Considera que los lobbies económicos y financieros
llevan a la destrucción de los servicios públicos y bienes comunes para el
beneficio de intereses privados. Y por eso deben ser objeto de una gestión
pública, repensando la articulación entre el Estado, garante de la igualdad,
las colectividades locales y la acción de los ciudadanos, sindicatos,
asociaciones y usuarios. Y rechaza la privatización y mercantilización
del agua y la energía, y desde luego aquí habría que agregar la del
transporte público.
Considera que las riquezas ya existen y que no
hay lugar a esperar para redistribuirlas, pues la reactivación de un
crecimiento económico ciego no responde a las urgencias sociales por su propia
naturaleza y que es aún menos deseable y soportable desde el punto de vista de
la preservación del ecosistema, los recursos naturales no renovables y el
clima.
Hablando de Europa pero lo mismo se puede decir aquí,
Le Parti de Gauche afirma hace falta construir otras correlaciones de fuerzas
entre los ciudadanos, el poder financiero y de las muchas instituciones anti
democráticas que existen. Que si la escala europea puede ser pertinente para
grandes políticas medioambientales y sociales, su puesta en marcha no será
posible sino bajo el control democrático de sus pueblos.
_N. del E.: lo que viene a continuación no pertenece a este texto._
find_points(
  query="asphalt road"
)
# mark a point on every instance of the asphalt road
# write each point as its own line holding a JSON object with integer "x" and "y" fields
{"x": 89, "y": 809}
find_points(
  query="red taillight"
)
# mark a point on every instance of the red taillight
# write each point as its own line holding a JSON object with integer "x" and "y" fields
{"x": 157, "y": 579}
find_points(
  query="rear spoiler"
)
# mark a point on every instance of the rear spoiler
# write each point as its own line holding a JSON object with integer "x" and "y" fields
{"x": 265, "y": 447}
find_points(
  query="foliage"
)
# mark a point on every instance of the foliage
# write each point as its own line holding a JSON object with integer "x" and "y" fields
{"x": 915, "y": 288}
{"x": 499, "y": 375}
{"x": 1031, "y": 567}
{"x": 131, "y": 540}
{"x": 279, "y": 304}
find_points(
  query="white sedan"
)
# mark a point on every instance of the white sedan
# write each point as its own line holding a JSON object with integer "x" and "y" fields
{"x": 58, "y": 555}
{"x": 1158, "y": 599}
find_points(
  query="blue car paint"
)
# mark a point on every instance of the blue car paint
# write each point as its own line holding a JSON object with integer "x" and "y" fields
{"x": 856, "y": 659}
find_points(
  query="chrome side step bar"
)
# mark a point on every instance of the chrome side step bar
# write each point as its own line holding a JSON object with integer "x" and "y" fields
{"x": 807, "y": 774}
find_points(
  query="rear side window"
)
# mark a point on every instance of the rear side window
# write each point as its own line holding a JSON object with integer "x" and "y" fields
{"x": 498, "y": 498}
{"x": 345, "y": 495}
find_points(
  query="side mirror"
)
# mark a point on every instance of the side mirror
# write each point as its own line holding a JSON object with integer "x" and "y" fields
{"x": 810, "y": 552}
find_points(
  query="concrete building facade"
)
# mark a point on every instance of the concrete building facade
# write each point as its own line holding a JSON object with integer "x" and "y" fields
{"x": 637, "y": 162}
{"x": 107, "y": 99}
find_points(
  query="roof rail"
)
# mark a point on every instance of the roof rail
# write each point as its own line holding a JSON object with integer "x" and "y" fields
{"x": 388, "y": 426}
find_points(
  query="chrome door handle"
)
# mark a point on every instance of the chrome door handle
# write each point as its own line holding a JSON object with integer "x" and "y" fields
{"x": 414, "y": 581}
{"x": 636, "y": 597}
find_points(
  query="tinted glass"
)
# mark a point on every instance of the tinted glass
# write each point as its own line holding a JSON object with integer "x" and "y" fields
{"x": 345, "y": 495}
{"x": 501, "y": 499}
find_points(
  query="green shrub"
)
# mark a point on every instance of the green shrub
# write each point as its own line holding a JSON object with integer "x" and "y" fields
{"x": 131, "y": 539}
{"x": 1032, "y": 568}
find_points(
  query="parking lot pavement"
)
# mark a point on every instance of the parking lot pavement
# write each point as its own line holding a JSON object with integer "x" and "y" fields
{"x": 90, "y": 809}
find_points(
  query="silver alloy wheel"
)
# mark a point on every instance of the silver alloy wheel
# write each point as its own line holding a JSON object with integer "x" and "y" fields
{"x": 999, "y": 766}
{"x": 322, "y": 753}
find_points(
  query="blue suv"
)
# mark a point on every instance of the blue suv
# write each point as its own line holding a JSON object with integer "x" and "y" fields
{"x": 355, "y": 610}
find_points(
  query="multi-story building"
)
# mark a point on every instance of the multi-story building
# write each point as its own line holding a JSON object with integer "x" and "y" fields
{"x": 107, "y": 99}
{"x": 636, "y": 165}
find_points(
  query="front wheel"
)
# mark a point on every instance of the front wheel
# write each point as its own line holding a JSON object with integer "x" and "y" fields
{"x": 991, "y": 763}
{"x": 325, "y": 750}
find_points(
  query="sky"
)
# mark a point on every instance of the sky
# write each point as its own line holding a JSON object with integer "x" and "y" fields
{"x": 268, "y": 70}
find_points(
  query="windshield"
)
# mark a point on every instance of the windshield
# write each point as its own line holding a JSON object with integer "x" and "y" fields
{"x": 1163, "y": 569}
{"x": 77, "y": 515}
Y lo mismo a escala
mundial, habría que agregar, pues por ser la primera zona económica del mundo,
la Unión Europea implica a todo el planeta.
Le Parti de Gauche propone acabar con los tratados y
acuerdos de libre intercambio y de asociación económica que contribuyen
al agotamiento de los recursos naturales, a la explotación de los pueblos del
llamado tercer mundo y al dumping social en los países llamados desarrollados.
Y combina propuestas programáticas y presencia en las luchas sociales y
medioambientales.
Los ciudadanos comprometidos en este proyecto se
implican en el desarrollo de experimentos y alternativas concretas: circuitos
cortos, asociaciones por el mantenimiento de la agricultura campesina, sostén a
los cinturones de agricultura de subsistencia y acciones contra la desnaturalización
de los suelos, colectivos de ciudades en transición, retoma de empresas por
parte de los asalariados, sistemas de intercambio locales, ahorro ciudadano y
monedas complementarias...
Hacer una revolución ecosocialista, teniendo en cuenta
la amplitud de su objetivo, concluye Le Parti de Gauche, no puede resultar de
una simple alternancia electoral y de decisiones venidas desde las cúpulas.
Implica una refundación radical de las instituciones incluyendo elecciones, y
paridad y no acumulación de mandatos, permitiendo al pueblo estar efectivamente
representado. Se trata de derribar a la oligarquía y asegurar, en todas las
circunstancias, la soberanía popular por una democracia real ecoresponsable.